Day 7

Went up this morning to visit. Dad was starting his physical therapy session. He had to pedal on this dilapidated little machine for 15 minutes. He did it, no problem. Then he had to arm pedal with the same machine on a table for 15 minutes. He did that too, no problem. He's really lobbying for hall priveleges where he can get up and walk, so he was determined to get through the whole 15 minutes of each exercise. He didn't seem like he couldn't do it, but he was tired afterwards. The PT tech was impressed and said he'd put in a good word for him! : )

My Mom said a nurse (we'll call her head honcho nurse) came in last evening and talked to them for about a half hour. I guess my Dad would not be a good candidate for bone marrow transplant down the road, which is disappointing. His age and the fact that his brother (who would only have a 1:4 chance of matching) has health issues pretty much narrow his chances of being suitable.

They said head honcho nurse was pretty vague about everything - which seems to be the way they all are. They don't want to say too much for fear of freaking you out or being wrong. Right now, we are still working towards remission and then next week, hopefully we'll be getting there. The following week, we'll be building back up his immune system and hopefully, the final week, going home. He will have to come back for several days of chemo, possibly, in the next several months, at varying intervals. But that chemo will be to target the specific kind of AML that my Dad has - it will be his own special cocktail of drugs.

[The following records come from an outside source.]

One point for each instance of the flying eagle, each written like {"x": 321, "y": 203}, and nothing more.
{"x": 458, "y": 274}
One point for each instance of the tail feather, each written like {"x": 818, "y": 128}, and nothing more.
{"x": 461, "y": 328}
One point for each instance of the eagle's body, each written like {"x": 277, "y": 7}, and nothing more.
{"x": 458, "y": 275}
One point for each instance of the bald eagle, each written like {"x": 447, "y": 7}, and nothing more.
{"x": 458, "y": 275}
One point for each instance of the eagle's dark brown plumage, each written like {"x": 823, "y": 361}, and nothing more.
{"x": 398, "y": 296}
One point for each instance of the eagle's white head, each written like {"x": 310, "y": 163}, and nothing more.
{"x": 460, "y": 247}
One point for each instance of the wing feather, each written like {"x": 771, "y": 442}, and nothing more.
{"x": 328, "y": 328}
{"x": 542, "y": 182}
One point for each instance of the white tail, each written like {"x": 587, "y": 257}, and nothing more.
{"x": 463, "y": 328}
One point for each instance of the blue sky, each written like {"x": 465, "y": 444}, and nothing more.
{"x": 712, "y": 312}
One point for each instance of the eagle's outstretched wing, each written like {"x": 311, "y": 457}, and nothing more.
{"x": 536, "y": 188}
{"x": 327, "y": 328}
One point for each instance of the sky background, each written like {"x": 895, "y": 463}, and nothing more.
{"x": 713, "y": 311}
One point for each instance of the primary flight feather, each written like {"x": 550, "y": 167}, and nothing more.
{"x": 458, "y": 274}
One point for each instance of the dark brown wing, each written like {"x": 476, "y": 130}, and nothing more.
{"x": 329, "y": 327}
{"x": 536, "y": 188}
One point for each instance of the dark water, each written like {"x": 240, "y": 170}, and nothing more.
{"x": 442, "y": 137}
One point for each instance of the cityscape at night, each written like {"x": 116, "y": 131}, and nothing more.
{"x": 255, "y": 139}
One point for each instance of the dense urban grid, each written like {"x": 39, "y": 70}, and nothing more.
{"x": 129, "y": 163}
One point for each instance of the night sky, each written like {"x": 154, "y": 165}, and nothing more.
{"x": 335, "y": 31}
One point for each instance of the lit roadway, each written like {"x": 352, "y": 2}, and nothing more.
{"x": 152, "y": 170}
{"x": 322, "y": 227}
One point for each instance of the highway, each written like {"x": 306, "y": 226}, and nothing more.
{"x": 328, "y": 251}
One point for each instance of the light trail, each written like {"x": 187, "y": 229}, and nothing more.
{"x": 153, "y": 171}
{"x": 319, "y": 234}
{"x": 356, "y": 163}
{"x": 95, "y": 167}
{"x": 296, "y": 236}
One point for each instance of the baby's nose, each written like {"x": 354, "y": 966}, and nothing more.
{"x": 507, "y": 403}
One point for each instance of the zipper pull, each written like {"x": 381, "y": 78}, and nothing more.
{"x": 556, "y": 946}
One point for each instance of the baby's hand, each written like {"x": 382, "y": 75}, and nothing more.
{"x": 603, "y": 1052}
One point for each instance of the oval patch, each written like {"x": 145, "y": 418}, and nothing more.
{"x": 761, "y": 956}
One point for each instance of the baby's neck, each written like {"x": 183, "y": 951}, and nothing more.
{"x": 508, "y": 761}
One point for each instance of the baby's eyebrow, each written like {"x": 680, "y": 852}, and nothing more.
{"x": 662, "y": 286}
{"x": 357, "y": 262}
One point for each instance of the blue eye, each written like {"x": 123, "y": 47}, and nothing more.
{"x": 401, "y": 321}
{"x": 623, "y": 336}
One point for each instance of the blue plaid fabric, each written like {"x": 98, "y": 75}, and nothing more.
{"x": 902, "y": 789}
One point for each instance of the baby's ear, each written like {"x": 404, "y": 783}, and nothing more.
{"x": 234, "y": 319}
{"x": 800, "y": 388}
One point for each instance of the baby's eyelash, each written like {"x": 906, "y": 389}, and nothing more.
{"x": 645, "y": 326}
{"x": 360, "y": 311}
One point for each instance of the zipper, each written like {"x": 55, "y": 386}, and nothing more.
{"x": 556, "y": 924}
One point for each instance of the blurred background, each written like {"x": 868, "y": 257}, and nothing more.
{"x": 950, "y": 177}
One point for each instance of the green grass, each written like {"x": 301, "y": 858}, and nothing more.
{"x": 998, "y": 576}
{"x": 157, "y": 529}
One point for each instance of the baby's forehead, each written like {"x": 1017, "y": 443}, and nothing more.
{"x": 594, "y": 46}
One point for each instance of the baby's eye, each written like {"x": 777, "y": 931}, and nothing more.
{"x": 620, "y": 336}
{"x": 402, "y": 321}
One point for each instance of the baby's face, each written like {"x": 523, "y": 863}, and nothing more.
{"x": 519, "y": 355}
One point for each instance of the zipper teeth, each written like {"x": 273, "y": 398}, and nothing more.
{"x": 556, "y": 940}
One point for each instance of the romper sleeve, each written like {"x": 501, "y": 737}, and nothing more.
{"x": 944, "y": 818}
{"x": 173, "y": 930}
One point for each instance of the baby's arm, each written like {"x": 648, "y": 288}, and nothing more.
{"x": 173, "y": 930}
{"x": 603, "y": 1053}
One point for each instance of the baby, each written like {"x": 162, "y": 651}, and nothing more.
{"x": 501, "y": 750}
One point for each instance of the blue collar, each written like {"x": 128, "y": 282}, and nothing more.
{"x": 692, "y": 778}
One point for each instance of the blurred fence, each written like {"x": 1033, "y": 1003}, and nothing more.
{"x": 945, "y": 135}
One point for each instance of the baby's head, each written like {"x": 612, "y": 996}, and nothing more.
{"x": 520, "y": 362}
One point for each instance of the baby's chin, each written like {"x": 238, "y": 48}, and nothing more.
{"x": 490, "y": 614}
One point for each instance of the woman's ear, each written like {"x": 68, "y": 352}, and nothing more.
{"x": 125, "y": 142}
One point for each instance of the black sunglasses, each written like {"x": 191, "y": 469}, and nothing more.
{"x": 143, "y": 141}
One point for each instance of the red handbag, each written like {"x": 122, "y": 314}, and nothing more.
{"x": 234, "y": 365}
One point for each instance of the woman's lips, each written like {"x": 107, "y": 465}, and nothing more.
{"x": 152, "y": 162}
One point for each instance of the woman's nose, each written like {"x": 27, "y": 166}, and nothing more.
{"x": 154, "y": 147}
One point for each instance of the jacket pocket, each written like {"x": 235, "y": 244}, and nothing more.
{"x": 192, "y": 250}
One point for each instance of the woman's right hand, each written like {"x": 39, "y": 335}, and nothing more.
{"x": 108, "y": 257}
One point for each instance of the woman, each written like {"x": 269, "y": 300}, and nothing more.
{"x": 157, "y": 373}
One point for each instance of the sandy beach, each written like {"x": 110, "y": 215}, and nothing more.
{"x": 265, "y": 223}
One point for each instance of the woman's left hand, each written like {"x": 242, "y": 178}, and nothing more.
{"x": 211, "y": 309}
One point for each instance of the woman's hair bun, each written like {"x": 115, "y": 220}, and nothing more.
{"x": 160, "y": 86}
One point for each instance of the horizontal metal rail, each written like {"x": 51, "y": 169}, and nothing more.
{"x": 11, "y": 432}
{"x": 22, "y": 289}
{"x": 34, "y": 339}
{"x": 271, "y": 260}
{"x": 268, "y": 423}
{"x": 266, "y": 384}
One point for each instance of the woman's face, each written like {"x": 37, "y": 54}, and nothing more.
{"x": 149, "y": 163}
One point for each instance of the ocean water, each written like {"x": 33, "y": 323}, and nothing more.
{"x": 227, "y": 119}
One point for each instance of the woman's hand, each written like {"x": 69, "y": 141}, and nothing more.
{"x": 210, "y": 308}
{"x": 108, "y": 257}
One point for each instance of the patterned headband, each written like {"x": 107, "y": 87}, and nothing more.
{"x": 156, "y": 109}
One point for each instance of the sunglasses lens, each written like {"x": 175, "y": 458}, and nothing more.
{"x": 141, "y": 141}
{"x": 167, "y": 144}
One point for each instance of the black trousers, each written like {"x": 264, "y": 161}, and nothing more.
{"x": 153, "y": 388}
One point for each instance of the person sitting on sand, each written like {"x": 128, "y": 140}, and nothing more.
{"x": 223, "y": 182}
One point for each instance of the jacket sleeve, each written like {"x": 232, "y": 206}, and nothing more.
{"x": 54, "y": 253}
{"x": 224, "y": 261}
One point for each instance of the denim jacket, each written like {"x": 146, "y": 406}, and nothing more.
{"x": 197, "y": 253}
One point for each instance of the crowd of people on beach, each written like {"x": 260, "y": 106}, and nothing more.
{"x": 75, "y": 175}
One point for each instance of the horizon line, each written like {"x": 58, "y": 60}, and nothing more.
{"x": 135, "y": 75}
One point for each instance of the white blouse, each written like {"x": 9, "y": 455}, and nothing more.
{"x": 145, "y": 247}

One day at a time. I am sure they told my parents a lot more, but they are still processing and like all parents, want to protect me (or their kids), so they don't tell me everything (which drives me batty).

His WBC count yesterday was at a 1. It could go to 0, we'll see. He did get a couple bags of blood transfused yesterday too. They want to keep some good WBC's going in since the chemo kills both the good and the bad.

He was told to back off the liquid intake. He has some fluid on his lungs, so they're using diuretics to try and diffuse some of that, but he keeps drinking so much that they are doing no good. So, he's on sips and ice for a while. We got some lifesavers and hopefully that will help with the dry mouth.

His heart is still in "a-fib" and they've pretty much determined it could just stay that way. Apparently people live with that for years and never know. He's getting another EKG today.

Other than all of that - he seemed in okay spirits. He's definitely turned a corner and is in fight mode, thank GOD. When I left he was working on eating a scrambled egg and a piece of toast (yes, one egg and one piece of toast!) and a chocolate shake.

One week down, three to go. Thanks for the prayers!